Kaplan’s “Residency Secrets” blog examines the issue of sleep deprivation among medical students and residents and the psychological factors that contribute to this lack of sleep.

Not only does physician and resident sleep deprivation pose a risk for the practitioners themselves, but it also affects the quality of patient care they provide. In 1984, Libby Zion, an 18-year-old patient in New York whose death was thought to be related in part to resident physician sleep deprivation.

Action taken on sleep deprivation

In response, New York State enacted laws in 1989 that prohibit resident physicians from working more than 80 hours per week. The Accreditation Council for Graduate Medical Education (ACGME) came out with rules in 2003 and updated them again in 2011. Not surprisingly, these changes have sparked great controversy surrounding the balance of patient care, resident education, and depth and breadth of experiences during graduate medical training.
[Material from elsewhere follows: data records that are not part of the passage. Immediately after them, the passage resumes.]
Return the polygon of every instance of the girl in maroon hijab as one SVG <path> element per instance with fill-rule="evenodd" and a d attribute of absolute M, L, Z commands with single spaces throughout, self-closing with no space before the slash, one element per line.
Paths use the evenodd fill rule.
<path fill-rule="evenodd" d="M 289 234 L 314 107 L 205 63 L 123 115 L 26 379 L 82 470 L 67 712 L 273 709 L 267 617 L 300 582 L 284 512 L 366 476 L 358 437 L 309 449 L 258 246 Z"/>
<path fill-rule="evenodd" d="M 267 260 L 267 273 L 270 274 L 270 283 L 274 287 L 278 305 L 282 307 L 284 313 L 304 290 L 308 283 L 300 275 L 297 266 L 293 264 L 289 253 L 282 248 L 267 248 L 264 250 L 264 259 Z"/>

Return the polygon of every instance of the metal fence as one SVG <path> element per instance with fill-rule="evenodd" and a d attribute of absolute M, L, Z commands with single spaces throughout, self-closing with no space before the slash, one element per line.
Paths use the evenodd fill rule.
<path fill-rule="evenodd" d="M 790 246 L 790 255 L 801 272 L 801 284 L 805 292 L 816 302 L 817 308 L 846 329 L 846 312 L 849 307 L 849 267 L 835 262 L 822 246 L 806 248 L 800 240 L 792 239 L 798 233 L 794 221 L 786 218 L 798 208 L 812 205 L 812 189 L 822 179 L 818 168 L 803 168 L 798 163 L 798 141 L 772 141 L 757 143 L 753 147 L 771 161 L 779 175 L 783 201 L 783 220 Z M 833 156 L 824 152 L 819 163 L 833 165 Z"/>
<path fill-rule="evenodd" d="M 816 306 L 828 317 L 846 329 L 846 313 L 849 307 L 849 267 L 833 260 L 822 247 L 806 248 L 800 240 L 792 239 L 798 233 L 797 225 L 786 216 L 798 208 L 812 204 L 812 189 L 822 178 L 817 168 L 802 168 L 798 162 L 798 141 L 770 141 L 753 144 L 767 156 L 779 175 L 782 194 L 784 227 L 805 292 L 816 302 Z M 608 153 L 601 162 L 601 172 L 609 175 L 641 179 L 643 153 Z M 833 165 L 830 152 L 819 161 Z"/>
Research has identified four major physiologic factors that contribute to resident sleep deprivation:

Acute total sleep loss
This is sustained wakefulness. Performance of cognitive tasks after 24 hours of wakefulness has been equated to a blood alcohol concentration of 100mg/dl—a level at which it is illegal to drive.

Chronic partial sleep deprivation
This is when we sleep, but consistently have our alarm clock go off before we would normally wake up. If we sleep <6 hours for 2 weeks, the effects are is similar to one night of complete lack of sleep.